After some tragedy and culture shock issues, I picked up this series again and am trying to read straight through the series. Chloe Neill, the author, has written more of the books and I was surprised by some of the unexpected plot twists. The last book comes out some time next year.

Our story starts with Some Girls Bite, where Merit, our fearless heroine, is attacked on campus and turned into a vampire by Ethan, head of House Cadogan. Vampires came into the public not that long ago so there isn’t the hush hush secrecy that there is in some novels. I like the openness of it. Sometimes it seems impossible to be able for these vampiric worlds to exist without people finding out. This series doesn’t have those obvious issues.

Merit is a what many people would refer to as a “strong female character”. She knows her own mind and isn’t afraid to stand up for herself. She’s also insecure and a bit bitchy. She understands me.
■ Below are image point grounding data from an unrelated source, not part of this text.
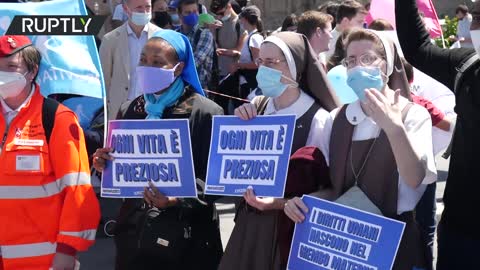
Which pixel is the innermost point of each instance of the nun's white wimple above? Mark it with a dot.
(286, 51)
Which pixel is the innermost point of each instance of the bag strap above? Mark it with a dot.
(463, 69)
(248, 45)
(238, 29)
(466, 66)
(196, 38)
(262, 104)
(49, 110)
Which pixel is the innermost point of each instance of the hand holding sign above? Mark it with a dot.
(261, 204)
(250, 153)
(153, 197)
(100, 157)
(296, 210)
(246, 112)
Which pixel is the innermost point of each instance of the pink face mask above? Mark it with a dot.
(11, 84)
(151, 80)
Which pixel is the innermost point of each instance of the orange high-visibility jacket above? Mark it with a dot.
(46, 199)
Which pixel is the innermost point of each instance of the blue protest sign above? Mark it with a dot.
(149, 150)
(250, 153)
(334, 237)
(70, 64)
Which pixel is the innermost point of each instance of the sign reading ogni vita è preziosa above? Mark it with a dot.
(252, 153)
(149, 150)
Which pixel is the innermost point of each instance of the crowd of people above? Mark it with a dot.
(181, 59)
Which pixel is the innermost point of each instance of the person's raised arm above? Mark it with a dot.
(440, 64)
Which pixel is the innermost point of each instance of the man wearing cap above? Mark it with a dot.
(48, 208)
(120, 54)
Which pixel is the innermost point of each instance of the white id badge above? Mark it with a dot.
(28, 163)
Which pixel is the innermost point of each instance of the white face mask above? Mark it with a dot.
(11, 84)
(476, 40)
(141, 19)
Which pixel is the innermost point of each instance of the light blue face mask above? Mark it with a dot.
(175, 18)
(361, 78)
(269, 82)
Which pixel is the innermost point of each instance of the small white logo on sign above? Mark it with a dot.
(163, 242)
(28, 163)
(25, 142)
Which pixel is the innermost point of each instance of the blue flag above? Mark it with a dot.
(70, 64)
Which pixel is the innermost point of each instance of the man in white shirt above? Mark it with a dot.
(120, 54)
(317, 27)
(350, 14)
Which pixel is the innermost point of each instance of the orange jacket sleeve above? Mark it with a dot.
(80, 213)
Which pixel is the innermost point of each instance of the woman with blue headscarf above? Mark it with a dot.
(171, 88)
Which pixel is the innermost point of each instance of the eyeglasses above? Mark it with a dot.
(269, 62)
(366, 59)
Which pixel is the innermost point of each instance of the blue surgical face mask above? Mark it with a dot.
(360, 78)
(141, 19)
(269, 81)
(175, 18)
(191, 20)
(152, 80)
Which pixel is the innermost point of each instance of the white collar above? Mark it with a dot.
(7, 109)
(130, 30)
(298, 108)
(355, 114)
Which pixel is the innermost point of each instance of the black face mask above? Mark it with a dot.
(162, 19)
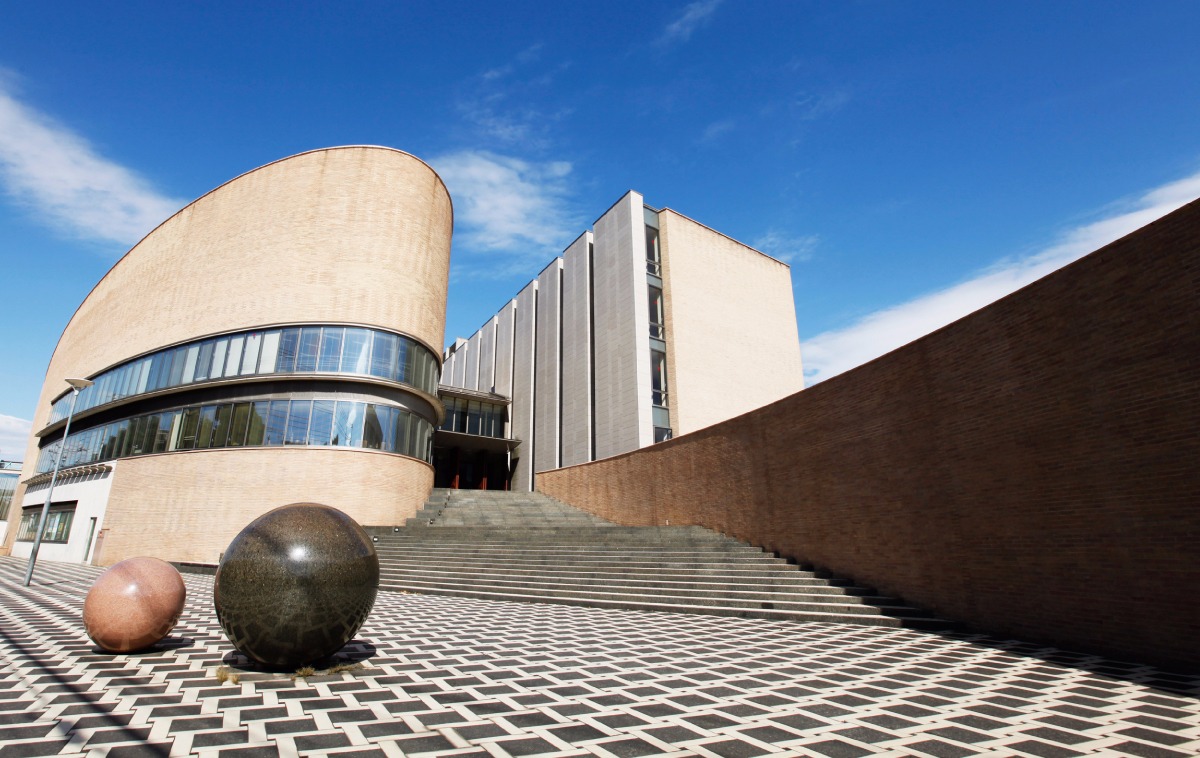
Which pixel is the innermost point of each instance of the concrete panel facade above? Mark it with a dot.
(547, 397)
(487, 356)
(576, 421)
(505, 322)
(471, 379)
(523, 379)
(1030, 469)
(732, 343)
(623, 419)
Naturally there is some sort of sexual tension between Merit and Ethan, because what kind of vampire series would it be without an obvious love interest? What you don’t foresee is the on-again-off-again drama of their relationship. Everyone falls in love with Merit (I mean, I’ll be honest, I’M in love with Merit, so I see the appeal), but she always goes back to Ethan. Ethan, in my humble opinion, is a self-righteous prick. Merit’s presence in his life is a stabilizer and he becomes more like a normal person as the series goes on. Their relationship is maybe my least favorite in the series.

Why read it then? I can hear you asking. I’ll tell you. Mallory and Jeff. Mallory is Merit’s best friend. She finds out in the first books that she’s a sorceress. She also finds the love of her life, Catcher, in the first book. She seems super one dimensional. Until the fifth book when she goes all evil on everyone and turns to black magic.Then she becomes this fascinating character who proves that the badass best friend is sometimes literally a badass. Merit and Mallory’s relationship changes a lot and I love it.

Jeff is a were…something. I’m not going to ruin the surprise because you don’t find out until a few books in. He’s my favorite. Probably because he’s not a vampire. He’s the comedic relief, but also the boy wonder and I appreciate him for all he is.

So…moral of the story: This is a good series. But there are elements that are cliche and cheesy. There are chauvinistic parts. There are feminist parts. It’s a mixed bag. But I like it and am glad that I revisited it. The best part is that it takes place in Chicago. The familiar landmarks make it a mini-vacation for me, and thus, irresistible.